Uscita dalla fase sperimentale, espansione verso le Pmi e definizione di un programma nazionale che indirizzi e incentivi la trasformazione dell’industria italiana sono secondo l’Osservatorio le tre direzioni verso cui guardare per accelerare la crescita. “È evidente che le imprese devono fare il grosso del lavoro – conclude Miragliotta -. Ma con una regia Paese di sicuro si lavora meglio, nella giusta direzione, e si può anche dare un’accelerata ai progetti”.

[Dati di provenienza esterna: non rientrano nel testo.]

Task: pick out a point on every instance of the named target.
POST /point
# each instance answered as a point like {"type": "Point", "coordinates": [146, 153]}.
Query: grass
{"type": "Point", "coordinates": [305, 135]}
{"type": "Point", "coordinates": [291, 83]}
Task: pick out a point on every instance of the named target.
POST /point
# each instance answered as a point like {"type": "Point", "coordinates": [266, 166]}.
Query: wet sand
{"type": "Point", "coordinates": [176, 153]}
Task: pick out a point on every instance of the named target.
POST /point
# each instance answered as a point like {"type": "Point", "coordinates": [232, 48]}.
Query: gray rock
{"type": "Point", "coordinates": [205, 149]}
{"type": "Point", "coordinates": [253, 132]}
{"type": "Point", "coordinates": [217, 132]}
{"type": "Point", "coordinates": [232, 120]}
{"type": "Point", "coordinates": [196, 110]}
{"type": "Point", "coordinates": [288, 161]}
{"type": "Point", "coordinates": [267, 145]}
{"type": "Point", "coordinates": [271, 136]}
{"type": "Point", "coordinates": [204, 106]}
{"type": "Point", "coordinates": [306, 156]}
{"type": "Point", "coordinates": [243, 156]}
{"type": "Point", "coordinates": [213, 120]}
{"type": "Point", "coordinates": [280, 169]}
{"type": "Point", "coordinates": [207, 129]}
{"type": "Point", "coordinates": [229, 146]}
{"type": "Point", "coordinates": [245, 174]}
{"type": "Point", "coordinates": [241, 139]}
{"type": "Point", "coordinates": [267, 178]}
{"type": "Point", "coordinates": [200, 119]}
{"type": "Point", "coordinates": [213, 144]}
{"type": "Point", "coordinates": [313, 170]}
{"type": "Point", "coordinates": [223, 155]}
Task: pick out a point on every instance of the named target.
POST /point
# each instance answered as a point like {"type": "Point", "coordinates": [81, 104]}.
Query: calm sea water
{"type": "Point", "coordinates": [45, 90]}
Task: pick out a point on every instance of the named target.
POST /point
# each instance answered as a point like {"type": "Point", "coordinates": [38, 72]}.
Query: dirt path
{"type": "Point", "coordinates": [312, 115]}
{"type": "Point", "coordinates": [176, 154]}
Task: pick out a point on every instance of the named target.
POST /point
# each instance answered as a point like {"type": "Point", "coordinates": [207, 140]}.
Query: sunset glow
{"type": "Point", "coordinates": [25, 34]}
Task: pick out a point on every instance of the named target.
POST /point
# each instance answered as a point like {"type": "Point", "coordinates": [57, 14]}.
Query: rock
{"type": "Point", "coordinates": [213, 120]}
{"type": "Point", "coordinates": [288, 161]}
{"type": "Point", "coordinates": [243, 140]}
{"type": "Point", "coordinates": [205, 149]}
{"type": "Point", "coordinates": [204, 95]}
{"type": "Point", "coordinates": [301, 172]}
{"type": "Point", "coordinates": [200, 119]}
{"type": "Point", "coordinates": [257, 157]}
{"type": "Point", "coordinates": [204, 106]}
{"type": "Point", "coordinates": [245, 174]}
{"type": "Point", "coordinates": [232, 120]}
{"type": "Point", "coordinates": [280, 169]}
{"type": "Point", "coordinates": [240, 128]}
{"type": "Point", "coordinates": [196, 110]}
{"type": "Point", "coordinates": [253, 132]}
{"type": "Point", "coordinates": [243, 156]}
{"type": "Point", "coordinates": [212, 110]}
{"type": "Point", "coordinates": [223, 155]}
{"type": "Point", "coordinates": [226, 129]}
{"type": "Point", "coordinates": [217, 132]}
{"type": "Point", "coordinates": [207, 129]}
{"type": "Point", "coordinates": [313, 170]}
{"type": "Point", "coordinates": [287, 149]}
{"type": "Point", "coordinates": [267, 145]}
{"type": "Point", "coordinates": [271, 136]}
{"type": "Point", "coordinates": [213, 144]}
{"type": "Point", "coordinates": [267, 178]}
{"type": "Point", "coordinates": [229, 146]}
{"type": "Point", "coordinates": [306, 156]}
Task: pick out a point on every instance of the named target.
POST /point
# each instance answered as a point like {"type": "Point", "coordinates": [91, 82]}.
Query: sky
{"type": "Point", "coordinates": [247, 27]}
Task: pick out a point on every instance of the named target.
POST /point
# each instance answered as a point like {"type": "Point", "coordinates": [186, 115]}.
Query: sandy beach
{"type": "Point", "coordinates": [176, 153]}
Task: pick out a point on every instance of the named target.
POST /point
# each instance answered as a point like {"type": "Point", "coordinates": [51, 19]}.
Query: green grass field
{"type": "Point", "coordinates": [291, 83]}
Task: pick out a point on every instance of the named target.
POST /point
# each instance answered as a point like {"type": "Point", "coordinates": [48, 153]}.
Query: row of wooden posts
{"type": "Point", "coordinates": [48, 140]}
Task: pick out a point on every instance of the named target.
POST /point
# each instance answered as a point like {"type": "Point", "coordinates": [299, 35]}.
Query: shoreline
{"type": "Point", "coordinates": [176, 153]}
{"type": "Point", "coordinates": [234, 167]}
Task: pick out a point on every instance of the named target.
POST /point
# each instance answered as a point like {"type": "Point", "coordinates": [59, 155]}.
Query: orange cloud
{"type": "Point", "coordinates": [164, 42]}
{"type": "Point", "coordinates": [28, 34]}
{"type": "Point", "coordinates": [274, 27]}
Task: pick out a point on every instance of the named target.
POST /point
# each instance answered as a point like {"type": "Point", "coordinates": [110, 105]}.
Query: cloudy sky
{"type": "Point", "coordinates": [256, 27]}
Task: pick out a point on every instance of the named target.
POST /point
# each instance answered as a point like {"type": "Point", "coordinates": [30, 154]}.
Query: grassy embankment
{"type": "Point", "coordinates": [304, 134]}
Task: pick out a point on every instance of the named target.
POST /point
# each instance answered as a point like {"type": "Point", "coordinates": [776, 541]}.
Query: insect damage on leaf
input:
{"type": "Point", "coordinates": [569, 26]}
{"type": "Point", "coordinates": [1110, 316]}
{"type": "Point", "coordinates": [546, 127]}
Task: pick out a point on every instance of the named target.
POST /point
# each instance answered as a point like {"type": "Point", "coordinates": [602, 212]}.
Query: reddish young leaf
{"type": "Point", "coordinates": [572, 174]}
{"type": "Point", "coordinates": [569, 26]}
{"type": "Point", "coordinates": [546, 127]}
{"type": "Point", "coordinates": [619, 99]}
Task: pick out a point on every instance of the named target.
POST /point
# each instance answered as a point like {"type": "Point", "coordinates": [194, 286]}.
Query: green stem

“È necessario poi definire un programma nazionale di trasformazione digitale dell’industria italiana, sulla falsariga di quelli già promossi da altri Paesi, delineando però una via italiana alla ‘quarta Rivoluzione industriale’ a partire dalle caratteristiche della nostra manifattura – dice Marco Taisch, Responsabile scientifico dell’Osservatorio Smart Manufacturing –. Oltre a produrre effetti indiretti di sensibilizzazione e marketing della capacità industriale nazionale, il programma dovrà prevedere azioni dirette per la defiscalizzazione di investimenti o altri incentivi alla modernizzazione dei processi, iniziando a coinvolgere in questa trasformazione le medie imprese”.
“La rivoluzione digitale richiede conoscenze specifiche, ma la ricerca rivela un gap nelle competenze digitali nel tessuto produttivo, in particolare nelle PMI. Colmare queste lacune è un elemento fondamentale per il successo dei progetti – aggiunge Andrea Sianesi, Responsabile scientifico dell’Osservatorio Smart Manufacturing -. L’opportunità costituita dalla digitalizzazione dell’industria porta con sé anche un rischio di ‘Digital divide’ tra le imprese che dispongono di competenze specialistiche e le altre, soprattutto piccole realtà, che rischiano di rimanere fuori da questa evoluzione”.